Is it possible to ask about the part after "that" ?

What are you sorry that you couldn't do?

Where are you happy that you will go?

What friend of yours are you happy will come to visit you?

  • Your third example is missing "that" – Peter Jun 28 '18 at 13:10
  • They're all "syntactically valid", but even the first example is a bit "convoluted" for normal conversational contexts, and the others are progressively even more so. In practice people would usually simplify the syntax to You're sorry you couldn't do what?, You're happy that you'll go where?, You're happy that who will come to visit you? (with heavy stress on the highlighted wh- words). It's just too much trouble to try and include which of your friends in the last example - and it probably doesn't represent necessary information anyway, so I'd just discard it. – FumbleFingers Jun 28 '18 at 13:12
  • @Peter: The third example is very clumsy, but there's no simple way of rephrasing it to validly include the relativizer that. – FumbleFingers Jun 28 '18 at 13:15
  • @Peter I didn't forget it, because, it should be like that. – Jawel Jun 28 '18 at 13:19
  • What is the reason that you ask questions like this? (It seems like you're trying to better understand a concept you are learning from a book, but you don't provide any background information, so it's hard to tell. More information would probably be helpful for everyone.) – J.R. Jun 28 '18 at 14:00

They are all grammatical and idiomatic. This can be an emphatic form of the question, letting the listener know either that you caught most of the sentence but not the key phrase, or that you found what you just heard to be incredible or at least surprising.

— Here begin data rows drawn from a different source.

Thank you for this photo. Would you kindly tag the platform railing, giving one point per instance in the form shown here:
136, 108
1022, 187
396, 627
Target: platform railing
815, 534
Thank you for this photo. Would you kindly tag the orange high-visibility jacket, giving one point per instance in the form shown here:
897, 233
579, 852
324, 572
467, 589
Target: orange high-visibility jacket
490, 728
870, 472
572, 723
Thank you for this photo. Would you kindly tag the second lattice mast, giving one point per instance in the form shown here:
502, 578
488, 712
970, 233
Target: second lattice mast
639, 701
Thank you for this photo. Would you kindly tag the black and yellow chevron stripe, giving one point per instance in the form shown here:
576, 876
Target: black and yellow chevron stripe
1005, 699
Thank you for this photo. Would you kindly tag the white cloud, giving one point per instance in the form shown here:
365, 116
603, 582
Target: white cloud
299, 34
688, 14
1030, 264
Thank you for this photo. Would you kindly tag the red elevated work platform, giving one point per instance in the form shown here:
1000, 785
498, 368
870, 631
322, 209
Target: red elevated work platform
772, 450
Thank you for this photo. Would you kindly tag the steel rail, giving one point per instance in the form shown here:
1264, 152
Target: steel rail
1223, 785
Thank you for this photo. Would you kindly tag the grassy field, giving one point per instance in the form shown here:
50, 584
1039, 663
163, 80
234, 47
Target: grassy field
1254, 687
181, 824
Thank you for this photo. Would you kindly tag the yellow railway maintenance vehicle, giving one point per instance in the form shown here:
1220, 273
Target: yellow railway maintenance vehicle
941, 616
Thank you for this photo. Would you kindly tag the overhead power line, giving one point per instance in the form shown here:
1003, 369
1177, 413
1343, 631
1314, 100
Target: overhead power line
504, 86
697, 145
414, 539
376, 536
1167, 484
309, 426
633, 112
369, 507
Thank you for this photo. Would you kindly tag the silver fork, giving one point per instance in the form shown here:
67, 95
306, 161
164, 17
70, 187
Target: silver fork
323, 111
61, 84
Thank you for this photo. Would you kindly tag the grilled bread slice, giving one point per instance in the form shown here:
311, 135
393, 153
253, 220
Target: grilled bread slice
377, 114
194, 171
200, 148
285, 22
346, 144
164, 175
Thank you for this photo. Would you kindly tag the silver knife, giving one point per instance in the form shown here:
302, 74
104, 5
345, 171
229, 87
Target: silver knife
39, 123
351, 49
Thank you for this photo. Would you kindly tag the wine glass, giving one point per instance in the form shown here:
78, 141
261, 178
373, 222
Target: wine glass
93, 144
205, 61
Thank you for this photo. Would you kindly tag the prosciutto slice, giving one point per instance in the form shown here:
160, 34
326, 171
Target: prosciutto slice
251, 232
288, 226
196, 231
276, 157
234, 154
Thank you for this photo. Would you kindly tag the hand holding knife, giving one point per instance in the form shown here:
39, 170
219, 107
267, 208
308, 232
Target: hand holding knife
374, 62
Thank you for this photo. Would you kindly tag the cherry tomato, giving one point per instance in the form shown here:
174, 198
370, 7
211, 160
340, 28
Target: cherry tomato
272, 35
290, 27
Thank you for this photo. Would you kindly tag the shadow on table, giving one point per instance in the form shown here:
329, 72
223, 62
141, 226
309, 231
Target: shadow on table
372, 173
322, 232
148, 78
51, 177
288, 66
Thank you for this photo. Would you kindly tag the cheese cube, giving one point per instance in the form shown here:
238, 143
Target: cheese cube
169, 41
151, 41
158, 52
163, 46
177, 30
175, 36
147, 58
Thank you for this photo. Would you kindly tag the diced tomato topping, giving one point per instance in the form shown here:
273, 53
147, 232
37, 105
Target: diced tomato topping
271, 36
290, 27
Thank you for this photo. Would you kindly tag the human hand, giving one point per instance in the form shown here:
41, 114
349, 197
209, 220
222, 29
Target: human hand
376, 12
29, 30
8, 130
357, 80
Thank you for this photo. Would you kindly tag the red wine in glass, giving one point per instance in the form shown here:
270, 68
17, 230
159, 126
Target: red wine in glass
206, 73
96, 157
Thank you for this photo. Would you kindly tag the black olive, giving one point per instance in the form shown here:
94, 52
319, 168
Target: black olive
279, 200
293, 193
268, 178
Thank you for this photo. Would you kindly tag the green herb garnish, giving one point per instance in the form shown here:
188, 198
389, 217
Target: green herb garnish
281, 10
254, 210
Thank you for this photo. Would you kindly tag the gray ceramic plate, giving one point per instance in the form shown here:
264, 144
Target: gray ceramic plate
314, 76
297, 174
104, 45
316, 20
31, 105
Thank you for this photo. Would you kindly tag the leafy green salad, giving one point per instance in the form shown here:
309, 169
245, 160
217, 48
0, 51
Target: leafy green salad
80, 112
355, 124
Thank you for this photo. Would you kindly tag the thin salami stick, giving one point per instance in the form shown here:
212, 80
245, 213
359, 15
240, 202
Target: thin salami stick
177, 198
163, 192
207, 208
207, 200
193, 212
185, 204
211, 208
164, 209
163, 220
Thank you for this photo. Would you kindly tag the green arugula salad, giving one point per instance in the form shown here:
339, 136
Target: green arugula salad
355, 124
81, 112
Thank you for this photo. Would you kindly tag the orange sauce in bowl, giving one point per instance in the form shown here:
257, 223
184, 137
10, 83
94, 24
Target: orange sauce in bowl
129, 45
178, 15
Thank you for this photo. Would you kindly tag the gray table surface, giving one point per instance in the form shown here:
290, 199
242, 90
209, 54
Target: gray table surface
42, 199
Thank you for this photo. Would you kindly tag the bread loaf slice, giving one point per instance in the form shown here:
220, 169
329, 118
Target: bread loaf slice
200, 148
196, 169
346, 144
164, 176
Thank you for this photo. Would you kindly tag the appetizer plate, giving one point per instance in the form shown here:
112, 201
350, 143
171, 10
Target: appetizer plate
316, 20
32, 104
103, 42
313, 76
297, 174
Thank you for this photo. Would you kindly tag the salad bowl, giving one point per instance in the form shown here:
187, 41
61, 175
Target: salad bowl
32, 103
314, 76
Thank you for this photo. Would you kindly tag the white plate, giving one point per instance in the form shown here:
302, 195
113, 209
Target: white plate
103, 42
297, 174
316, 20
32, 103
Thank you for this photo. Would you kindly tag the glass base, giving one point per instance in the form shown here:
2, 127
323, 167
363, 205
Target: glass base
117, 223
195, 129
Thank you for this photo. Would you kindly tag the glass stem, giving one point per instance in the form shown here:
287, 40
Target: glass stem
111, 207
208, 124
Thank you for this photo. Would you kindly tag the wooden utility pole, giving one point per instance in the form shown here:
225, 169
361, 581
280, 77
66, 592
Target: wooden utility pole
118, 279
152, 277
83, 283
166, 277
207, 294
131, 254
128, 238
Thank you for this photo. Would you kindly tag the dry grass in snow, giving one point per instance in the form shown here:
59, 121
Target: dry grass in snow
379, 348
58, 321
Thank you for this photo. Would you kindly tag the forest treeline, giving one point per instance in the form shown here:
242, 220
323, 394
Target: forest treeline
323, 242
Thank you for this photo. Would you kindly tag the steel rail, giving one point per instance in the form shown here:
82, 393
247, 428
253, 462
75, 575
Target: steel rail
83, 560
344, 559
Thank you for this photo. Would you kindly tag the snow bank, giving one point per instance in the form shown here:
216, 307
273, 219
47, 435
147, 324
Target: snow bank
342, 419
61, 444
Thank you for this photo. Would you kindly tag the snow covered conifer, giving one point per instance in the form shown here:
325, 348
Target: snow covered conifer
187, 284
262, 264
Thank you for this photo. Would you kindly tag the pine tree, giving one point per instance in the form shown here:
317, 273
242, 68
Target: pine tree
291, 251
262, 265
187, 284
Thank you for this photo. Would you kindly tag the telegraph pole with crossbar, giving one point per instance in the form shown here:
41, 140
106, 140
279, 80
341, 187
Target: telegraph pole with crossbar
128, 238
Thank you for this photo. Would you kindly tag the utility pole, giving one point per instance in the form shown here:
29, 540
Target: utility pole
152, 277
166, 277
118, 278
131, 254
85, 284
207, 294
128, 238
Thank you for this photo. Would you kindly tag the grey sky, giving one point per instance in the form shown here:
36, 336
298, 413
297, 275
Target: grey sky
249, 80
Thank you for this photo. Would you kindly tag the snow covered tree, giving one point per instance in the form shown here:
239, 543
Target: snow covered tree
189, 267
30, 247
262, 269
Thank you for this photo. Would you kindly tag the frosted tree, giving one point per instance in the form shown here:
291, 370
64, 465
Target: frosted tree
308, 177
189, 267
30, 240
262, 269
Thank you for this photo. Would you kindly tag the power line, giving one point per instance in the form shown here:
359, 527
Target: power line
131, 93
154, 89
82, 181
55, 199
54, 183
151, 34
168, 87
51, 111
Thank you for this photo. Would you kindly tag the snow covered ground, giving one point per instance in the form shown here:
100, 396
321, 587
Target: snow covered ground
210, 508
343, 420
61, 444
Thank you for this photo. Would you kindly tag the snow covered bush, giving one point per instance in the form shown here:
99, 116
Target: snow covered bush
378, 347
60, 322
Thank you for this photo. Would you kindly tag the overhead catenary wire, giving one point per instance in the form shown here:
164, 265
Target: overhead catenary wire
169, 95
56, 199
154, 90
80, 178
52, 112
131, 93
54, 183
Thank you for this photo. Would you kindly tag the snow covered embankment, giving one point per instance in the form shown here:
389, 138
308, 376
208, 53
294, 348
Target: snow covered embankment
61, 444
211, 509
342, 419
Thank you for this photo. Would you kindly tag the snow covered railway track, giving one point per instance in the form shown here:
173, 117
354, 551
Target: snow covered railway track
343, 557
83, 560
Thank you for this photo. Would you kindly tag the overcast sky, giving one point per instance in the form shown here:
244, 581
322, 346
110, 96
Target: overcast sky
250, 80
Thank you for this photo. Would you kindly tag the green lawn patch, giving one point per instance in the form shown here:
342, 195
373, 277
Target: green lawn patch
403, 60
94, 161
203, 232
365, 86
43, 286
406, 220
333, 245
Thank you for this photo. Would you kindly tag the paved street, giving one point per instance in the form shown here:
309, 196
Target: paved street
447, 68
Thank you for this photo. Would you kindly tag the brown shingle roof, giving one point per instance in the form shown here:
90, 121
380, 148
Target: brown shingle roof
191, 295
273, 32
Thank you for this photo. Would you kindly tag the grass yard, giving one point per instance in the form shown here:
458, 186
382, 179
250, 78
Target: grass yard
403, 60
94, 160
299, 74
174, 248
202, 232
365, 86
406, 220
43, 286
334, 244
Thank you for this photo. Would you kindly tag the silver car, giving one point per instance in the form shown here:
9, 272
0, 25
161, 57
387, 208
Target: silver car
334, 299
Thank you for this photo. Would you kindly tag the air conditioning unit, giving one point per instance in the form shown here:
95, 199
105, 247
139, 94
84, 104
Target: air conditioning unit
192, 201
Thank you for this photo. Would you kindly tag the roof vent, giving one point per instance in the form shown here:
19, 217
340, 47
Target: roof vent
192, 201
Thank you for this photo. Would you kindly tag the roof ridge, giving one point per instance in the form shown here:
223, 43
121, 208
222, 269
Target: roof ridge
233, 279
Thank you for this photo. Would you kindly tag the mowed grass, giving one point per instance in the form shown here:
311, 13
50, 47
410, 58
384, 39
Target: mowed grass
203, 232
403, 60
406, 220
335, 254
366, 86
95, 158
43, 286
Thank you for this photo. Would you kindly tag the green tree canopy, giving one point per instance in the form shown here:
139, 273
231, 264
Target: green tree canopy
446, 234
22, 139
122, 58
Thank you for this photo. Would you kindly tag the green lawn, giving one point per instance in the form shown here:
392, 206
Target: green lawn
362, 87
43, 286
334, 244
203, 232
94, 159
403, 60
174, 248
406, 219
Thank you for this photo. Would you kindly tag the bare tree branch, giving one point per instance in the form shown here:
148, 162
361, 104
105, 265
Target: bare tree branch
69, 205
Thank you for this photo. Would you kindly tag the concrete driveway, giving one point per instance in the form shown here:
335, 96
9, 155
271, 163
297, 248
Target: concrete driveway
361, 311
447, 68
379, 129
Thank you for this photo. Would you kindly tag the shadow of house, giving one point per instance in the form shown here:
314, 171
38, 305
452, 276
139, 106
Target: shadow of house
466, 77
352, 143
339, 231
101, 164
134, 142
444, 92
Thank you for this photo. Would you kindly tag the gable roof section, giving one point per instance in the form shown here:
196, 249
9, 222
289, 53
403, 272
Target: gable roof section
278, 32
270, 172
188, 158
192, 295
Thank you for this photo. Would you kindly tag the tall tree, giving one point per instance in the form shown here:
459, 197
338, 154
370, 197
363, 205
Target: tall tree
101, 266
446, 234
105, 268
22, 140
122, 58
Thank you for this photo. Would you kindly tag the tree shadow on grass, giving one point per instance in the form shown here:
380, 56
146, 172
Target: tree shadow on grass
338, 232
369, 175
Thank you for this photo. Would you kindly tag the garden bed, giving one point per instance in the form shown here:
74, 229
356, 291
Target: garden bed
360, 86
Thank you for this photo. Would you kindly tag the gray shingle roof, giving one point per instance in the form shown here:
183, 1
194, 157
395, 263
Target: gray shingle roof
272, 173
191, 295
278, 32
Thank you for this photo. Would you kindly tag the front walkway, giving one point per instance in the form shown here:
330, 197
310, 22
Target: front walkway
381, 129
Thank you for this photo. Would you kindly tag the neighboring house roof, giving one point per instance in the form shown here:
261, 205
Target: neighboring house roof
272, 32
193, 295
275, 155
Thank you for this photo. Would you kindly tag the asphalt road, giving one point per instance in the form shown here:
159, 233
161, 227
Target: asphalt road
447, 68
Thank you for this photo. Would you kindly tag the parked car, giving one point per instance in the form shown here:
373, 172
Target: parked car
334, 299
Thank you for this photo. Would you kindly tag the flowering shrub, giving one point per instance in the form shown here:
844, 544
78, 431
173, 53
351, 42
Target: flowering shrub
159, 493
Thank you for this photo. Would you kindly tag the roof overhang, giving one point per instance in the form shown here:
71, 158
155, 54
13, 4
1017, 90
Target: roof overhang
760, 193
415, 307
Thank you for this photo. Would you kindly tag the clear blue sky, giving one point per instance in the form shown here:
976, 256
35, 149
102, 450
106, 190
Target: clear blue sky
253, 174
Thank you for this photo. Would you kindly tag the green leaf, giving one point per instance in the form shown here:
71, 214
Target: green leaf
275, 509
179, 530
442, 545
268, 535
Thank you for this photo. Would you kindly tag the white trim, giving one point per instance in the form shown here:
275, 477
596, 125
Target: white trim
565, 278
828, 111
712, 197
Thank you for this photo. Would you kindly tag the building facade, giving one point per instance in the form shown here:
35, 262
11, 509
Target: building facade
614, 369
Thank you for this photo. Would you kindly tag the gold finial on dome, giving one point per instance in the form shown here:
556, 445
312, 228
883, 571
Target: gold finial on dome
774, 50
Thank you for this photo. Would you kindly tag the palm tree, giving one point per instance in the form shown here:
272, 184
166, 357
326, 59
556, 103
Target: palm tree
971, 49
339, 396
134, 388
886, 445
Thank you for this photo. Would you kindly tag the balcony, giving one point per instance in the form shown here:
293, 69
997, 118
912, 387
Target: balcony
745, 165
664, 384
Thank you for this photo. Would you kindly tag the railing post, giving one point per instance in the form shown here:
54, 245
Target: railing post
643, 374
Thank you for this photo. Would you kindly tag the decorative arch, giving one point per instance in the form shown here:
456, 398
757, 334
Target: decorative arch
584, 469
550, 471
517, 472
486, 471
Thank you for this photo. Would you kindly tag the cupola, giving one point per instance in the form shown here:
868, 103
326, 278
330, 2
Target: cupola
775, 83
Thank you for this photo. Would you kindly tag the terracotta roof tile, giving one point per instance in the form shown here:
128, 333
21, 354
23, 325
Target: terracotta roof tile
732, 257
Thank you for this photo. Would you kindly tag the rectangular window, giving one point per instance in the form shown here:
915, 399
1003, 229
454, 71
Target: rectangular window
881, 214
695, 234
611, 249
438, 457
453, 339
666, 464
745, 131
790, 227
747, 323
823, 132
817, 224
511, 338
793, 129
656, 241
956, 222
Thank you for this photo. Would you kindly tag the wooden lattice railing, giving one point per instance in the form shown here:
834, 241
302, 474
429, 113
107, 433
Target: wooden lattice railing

What are you sorry you couldn't do?

You are sorry you couldn't do what? Did you say "taste BBQ'd tyrannosaur brisket"?

Where are you happy you will go?

You are happy you will go where? Did you say "a furry convention"?

What friend of yours are you happy will come to visit you?

You are happy what friend of yours will come to visit? Did you say your college roommate?

This construction could also be a form of "standard question".

To join this club, you will have to answer several questions that are always asked of people who wish to join:

What are you sorry you couldn't do?

Where are you happy you have gone?

What friend is it of yours you are sometimes unhappy to see?

P.S. You could introduce these clauses with that (that you couldn't do, that you have gone, that you are sometimes unhappy to see).